“It only exists if we really believe it matters”: BBC releases short film celebrating its cultural influence amid license fee threats
The BBC has released a two-minute film highlighting the breadth and depth of its cultural influence in the past century, with contributions from international names including David Attenborough and Idris Elba. “This is Our BBC” comes in the wake of recent attacks on the BBC and threats to its funding model by the ruling Conservative government.
Drawing on the BBC’s vast archive as it enters its 100th year in 2022, the film features clips from memorable events like Live Aid, the Proms and Glastonbury festival, which attract millions of viewers both domestic and international.

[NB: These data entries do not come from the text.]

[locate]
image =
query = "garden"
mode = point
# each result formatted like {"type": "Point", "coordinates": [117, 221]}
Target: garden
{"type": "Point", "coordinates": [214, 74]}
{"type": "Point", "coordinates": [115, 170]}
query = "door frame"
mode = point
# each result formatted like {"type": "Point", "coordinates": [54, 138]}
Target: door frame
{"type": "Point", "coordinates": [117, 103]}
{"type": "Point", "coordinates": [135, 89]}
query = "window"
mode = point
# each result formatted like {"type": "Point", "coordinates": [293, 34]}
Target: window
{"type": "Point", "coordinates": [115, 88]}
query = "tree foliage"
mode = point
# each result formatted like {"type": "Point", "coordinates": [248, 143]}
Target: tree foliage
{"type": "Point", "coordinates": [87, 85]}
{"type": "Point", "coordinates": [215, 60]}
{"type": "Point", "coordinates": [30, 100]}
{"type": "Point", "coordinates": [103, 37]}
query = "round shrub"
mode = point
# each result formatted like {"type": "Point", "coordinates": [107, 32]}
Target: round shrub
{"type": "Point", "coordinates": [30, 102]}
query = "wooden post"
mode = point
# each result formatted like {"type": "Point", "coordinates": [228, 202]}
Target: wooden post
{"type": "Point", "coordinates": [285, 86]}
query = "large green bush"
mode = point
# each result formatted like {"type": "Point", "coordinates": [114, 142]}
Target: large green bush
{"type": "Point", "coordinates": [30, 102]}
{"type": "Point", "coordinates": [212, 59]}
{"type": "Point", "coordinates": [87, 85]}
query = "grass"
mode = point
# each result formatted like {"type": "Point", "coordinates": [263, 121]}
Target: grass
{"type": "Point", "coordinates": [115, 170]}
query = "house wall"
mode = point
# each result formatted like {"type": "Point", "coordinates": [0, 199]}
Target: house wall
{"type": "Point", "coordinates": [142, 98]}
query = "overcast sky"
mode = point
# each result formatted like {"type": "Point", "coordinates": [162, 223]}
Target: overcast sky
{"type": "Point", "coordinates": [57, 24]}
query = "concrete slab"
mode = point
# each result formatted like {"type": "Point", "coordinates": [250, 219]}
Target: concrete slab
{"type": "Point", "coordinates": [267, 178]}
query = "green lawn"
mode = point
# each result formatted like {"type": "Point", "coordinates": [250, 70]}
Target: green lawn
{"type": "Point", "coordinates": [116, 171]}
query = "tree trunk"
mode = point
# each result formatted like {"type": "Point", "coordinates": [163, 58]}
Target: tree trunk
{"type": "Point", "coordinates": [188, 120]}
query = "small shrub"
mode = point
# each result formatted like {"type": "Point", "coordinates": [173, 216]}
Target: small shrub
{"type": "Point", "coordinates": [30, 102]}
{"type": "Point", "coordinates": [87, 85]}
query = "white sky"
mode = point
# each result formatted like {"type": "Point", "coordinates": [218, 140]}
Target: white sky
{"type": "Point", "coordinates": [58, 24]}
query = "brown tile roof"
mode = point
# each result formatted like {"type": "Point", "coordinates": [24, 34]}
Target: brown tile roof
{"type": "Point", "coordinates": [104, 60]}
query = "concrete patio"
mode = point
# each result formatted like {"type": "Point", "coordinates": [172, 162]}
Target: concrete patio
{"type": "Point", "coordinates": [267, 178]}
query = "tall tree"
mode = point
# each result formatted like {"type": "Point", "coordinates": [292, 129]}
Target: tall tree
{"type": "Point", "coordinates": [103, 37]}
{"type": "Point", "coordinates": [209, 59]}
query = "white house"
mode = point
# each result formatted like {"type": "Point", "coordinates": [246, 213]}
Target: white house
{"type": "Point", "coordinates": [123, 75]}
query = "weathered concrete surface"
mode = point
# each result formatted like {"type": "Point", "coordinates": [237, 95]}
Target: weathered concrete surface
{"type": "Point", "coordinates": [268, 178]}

The message of the film seems to be to remind viewers of the BBC’s role in uniting the nation around shared cultural moments, and emphasising that it is for the public to decide on its future, not the politicians of the moment.
Despite the fact that the BBC is often found to be one of the most trusted media brands globally, with the World Service radio channel reaching 279m million people per week and the BBC News website being the world’s most visited, its reputation has taken some heat lately. During the Brexit years especially, the BBC’s integrity was severely questioned as it was accused of bias from both remain and leave sides of the debate. Amid a more polarised political environment in general, the role of an impartial, plain-speaking public broadcaster is arguably more important than ever – but also less appreciated.

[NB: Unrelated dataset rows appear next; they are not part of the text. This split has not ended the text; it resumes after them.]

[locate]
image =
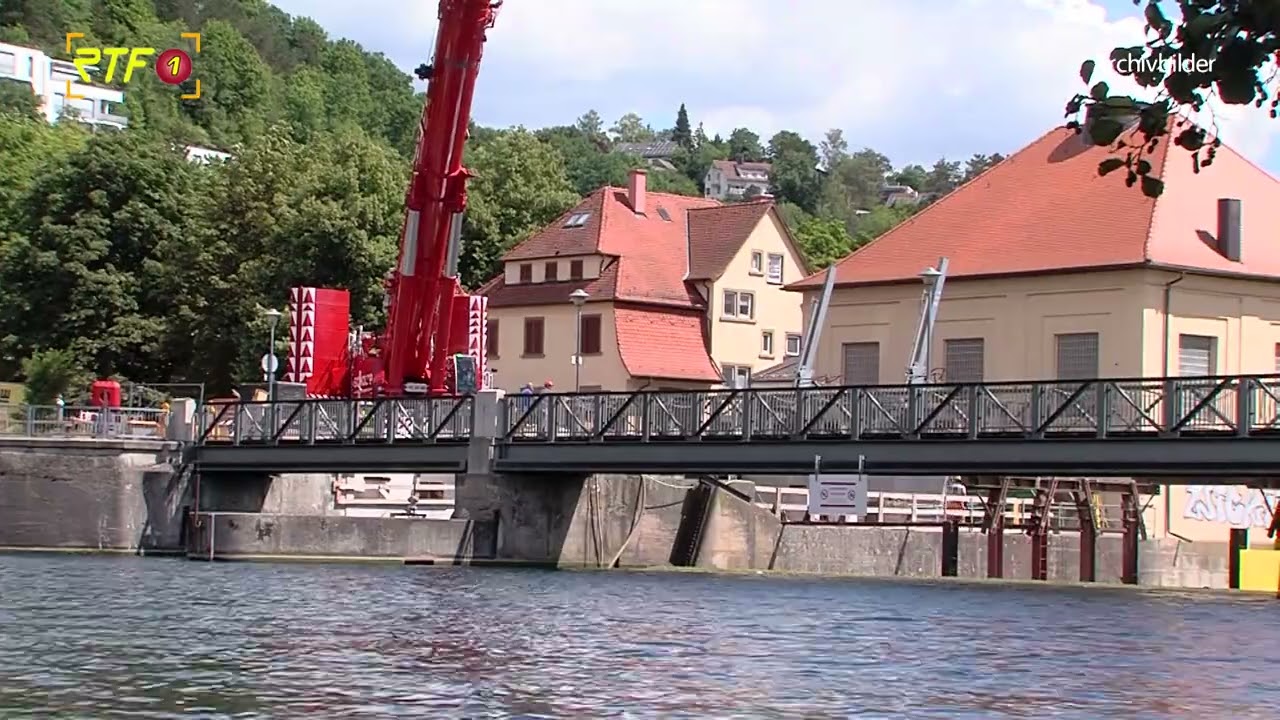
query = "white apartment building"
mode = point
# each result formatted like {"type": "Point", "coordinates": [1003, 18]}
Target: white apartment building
{"type": "Point", "coordinates": [727, 180]}
{"type": "Point", "coordinates": [51, 80]}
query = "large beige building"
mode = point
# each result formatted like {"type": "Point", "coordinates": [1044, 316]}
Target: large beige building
{"type": "Point", "coordinates": [1056, 272]}
{"type": "Point", "coordinates": [680, 292]}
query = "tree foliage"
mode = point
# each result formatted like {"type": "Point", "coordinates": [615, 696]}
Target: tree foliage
{"type": "Point", "coordinates": [1224, 49]}
{"type": "Point", "coordinates": [118, 256]}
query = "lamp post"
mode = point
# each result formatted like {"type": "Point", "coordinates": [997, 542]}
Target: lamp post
{"type": "Point", "coordinates": [929, 277]}
{"type": "Point", "coordinates": [273, 318]}
{"type": "Point", "coordinates": [577, 297]}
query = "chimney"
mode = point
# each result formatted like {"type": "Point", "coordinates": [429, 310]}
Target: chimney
{"type": "Point", "coordinates": [635, 194]}
{"type": "Point", "coordinates": [1229, 228]}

Most recently, the UK government – led by Boris Johnson – has attacked the organisation’s funding model, which rests in part on an annual license fee of GBP £159 charged to each UK household. Culture Secretary Nadine Dorries imposed a two-year license fee freeze on the corporation, announcing that from 2028 the charge would be scrapped entirely, throwing the BBC’s future financial security into some doubt.
With a nod to this turn of events in a blog post accompanying the film’s release, Kerris Bright, Chief Customer Officer at the BBC, writes: “This is Our BBC features a cast of famous faces from Idris Elba, to Sir David Attenborough, Jodi Comer, Dizzee Rascal and newsreaders through the ages. It also captures some amazing and memorable moments we have shared – Freddie Mercury at Live Aid, Adele at Glastonbury and the Proms. I’m sure you will spot something you love – moments, faces, programmes – those things we smile and laugh along to; share with friends and family and remember fondly, or sometimes shed a tear to.

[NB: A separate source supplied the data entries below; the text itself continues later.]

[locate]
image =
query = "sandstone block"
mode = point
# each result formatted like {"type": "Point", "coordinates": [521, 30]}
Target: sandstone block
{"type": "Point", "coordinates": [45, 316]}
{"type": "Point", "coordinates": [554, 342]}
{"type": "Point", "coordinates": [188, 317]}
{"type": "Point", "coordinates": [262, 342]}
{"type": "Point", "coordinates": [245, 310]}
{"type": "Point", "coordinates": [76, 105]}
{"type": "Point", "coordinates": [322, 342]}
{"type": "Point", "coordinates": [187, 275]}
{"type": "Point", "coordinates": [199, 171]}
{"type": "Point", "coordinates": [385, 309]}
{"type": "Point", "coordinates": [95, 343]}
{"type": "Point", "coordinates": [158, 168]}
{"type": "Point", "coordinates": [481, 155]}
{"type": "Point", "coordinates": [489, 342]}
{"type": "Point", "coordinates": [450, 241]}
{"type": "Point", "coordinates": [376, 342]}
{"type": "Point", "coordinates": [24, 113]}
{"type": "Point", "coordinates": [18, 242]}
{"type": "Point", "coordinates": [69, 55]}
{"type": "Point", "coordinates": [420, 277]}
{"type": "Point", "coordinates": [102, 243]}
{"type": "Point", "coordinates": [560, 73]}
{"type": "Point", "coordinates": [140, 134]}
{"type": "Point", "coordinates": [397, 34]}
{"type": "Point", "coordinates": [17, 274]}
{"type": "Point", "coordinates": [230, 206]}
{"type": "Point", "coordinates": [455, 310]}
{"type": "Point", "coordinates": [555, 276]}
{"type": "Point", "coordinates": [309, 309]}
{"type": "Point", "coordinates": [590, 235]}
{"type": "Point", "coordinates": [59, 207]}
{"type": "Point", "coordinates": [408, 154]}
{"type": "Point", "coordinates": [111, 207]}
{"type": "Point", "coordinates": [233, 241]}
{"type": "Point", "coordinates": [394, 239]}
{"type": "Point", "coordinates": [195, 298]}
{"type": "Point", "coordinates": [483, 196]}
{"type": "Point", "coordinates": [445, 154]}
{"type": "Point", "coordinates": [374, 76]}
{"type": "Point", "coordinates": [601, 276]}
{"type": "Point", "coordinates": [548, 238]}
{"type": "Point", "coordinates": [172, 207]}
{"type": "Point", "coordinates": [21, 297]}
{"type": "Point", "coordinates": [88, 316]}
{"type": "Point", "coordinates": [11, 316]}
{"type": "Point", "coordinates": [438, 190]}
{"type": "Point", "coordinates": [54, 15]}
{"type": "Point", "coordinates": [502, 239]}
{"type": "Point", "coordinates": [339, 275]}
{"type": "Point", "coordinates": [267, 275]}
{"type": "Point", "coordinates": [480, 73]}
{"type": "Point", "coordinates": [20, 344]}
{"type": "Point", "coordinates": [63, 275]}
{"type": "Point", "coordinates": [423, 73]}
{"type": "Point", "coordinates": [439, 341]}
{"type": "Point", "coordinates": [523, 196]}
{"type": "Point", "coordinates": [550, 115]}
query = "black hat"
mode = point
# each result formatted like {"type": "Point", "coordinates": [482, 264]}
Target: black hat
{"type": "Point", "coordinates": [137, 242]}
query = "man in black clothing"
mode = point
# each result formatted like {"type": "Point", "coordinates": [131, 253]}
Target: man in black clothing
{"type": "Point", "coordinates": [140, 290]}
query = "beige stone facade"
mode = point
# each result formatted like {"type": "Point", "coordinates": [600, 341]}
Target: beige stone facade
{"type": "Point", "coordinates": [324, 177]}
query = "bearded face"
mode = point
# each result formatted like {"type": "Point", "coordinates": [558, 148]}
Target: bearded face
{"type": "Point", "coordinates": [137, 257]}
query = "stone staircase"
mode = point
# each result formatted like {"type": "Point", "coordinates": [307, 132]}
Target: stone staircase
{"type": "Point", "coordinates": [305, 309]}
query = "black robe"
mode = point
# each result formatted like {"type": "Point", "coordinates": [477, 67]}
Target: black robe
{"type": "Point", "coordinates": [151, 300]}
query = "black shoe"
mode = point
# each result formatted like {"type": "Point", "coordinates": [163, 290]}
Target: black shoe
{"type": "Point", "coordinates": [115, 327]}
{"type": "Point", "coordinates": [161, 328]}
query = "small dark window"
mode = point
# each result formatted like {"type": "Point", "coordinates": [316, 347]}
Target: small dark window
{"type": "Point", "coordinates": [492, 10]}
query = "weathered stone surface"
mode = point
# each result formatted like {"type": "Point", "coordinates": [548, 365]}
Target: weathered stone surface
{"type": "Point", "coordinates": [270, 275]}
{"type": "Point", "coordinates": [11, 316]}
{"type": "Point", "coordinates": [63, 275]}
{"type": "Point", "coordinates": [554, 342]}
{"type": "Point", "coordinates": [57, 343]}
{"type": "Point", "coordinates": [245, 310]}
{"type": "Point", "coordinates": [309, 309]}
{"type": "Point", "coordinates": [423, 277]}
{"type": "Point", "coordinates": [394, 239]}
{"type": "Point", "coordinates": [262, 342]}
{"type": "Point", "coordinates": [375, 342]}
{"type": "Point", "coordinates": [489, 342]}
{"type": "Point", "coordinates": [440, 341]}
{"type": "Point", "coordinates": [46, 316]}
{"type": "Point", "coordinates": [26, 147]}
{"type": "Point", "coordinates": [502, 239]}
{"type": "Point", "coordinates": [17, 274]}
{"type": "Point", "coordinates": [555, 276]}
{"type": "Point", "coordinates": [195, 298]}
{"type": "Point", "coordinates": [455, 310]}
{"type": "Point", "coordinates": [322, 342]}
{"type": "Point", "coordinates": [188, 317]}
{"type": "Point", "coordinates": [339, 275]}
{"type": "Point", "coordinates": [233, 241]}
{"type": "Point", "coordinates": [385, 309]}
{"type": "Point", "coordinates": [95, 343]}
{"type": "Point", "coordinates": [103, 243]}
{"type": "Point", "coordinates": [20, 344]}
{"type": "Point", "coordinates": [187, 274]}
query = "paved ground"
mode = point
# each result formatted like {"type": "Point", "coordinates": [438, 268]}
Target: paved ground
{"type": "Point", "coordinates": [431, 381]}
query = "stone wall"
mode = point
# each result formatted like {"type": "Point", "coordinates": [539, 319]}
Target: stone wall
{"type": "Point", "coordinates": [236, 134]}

“The fact it comes to screens now is quite timely, given much has been said and written about the future of the BBC in recent weeks. In many ways, that goes to the very heart of what the BBC has been, is and will be in the future. We are at the very heart of UK life. Everyone will have a view on what the BBC does well or their favourite moments and, of course, what we could do better.”
Amid a more polarised political environment in general, the role of an impartial, plain-speaking public broadcaster is arguably more important than ever – but also less appreciated.
Bright’s blog post continues: “It is essential there is debate on the role of the national broadcaster – after all it belongs to all of us. We play a role in people’s lives like no other media organisation and we want to be something that people not only value but get value from. Ninety per cent of all UK adults use the BBC’s services every week, and that rises to almost 100 per cent over a month.
“This is Our BBC reveals that the BBC is a reflection of who we are, across all our nations. We are here to represent communities, bring people together, witness moments in history and celebrate sporting success. It shows us there should always be something for everyone on the BBC and I think that’s something we should all reflect on and be proud of in our 100th year.”